= Carol Araullo =

Filipino activist

Maria Carolina "Carol" Castillo Pagaduan Araullo (born December 15, 1953) is a Filipino activist and was formerly the Chairperson of Bagong Alyansang Makabayan (New Patriotic Alliance).

== College education and early activism ==
Araullo went into University of the Philippines Diliman as a psychology major. Active in extra-curriculars, she was elected councilor in the College of Arts and Sciences, and later as vice-chairperson of the University Student Council. She also joined the UP Student Catholic Action. During the Diliman Commune, she was reviewing for exams when she was called by a fellow student who made her realize others were outside protesting, while she was still studying. She joined the said mass action but was initially critical of the violence coming from both the police and the protesters. Witnesseing the 1971 shooting of student activist Pastor “Sonny” Mesina, Jr., radicalised her, and she changed her stance saying "the State, the government, that has a monopoly on sanctioned violence."

She became a known youth leader during the resistance to the martial law proclaimed by dictator President Ferdinand Marcos, Sr. She graduated from University of the Philippines College of Medicine. She then delivered the valedictory address at the 1975 commencement exercises after she was detained for two years. She also went and organized the underground resistance.

== Post martial-law ==
After martial law, she realized that even though the president changed, the system did not. While not practicing medicine formally, she was able to organize health practitioners among rural communities.

Araullo has been the Chairperson of Bagong Alyansang Makabayan since 2008. She has continuously spoken regarding various issues in the Philippines beyond regarding human rights, economics, and sovereignty.

In October 2022, Araullo and her son Atom were red-tagged by social media trolls, including former NTF-ELCAC spokesperson Lorraine Badoy and Jeffrey Celiz, claiming that she is a member of the New People's Army and responsible for the Mendiola Massacre.

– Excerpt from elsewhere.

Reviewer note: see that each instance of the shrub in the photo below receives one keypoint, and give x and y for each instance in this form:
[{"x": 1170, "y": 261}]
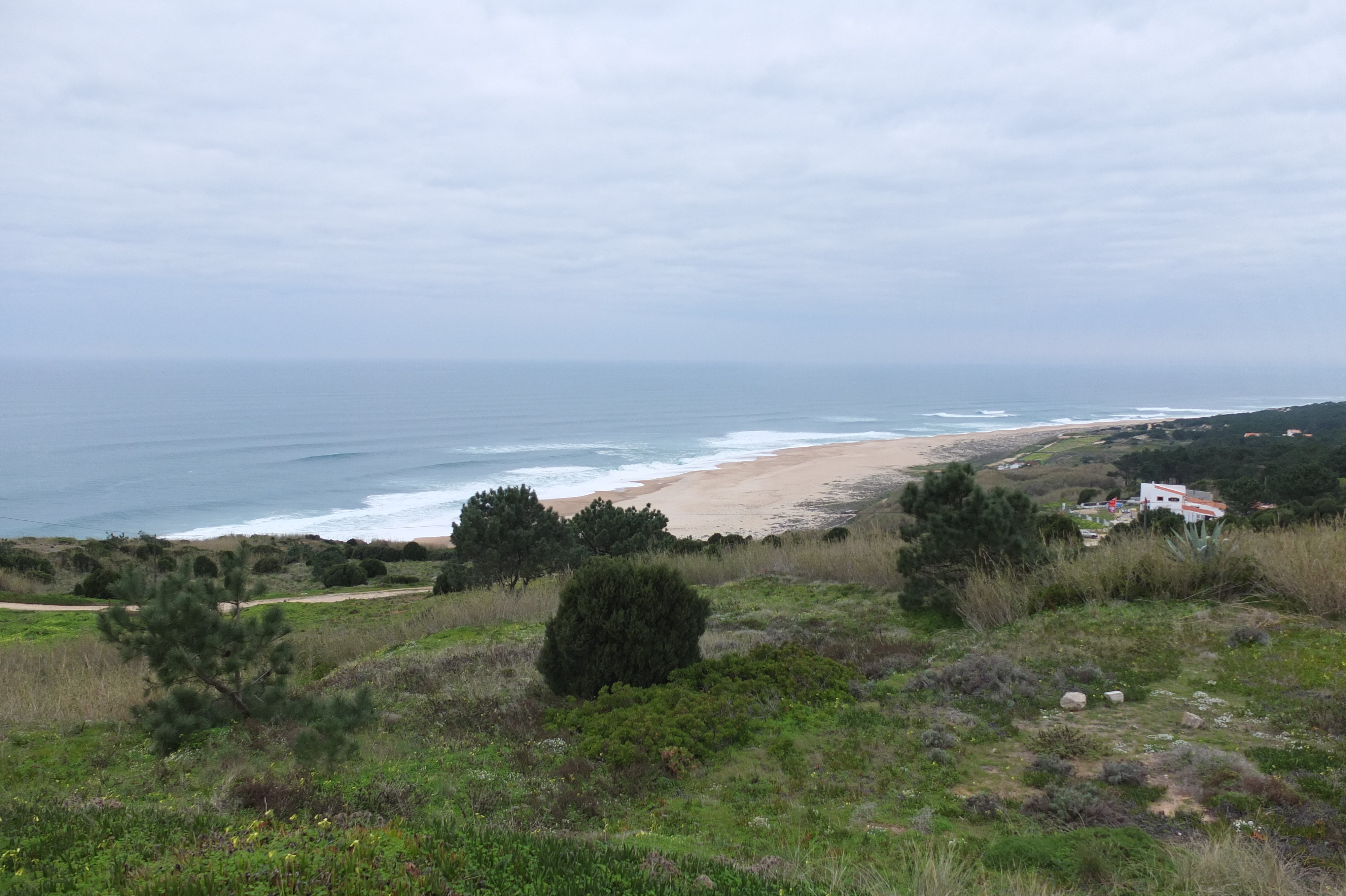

Her son, Atom, called out the red-tagging incident and filed a suit against Badoy and Celiz for civil damages, which ruled in favor of the Araullos.

She writes an editorial in BusinessWorld, titled "Streetwise."

== Personal life ==
Her husband is Miguel Araullo, an engineer. She is the mother of journalist and TV personality Atom Araullo. She said that Atom's activism also came into him personally, during the protests against then-president Joseph Estrada.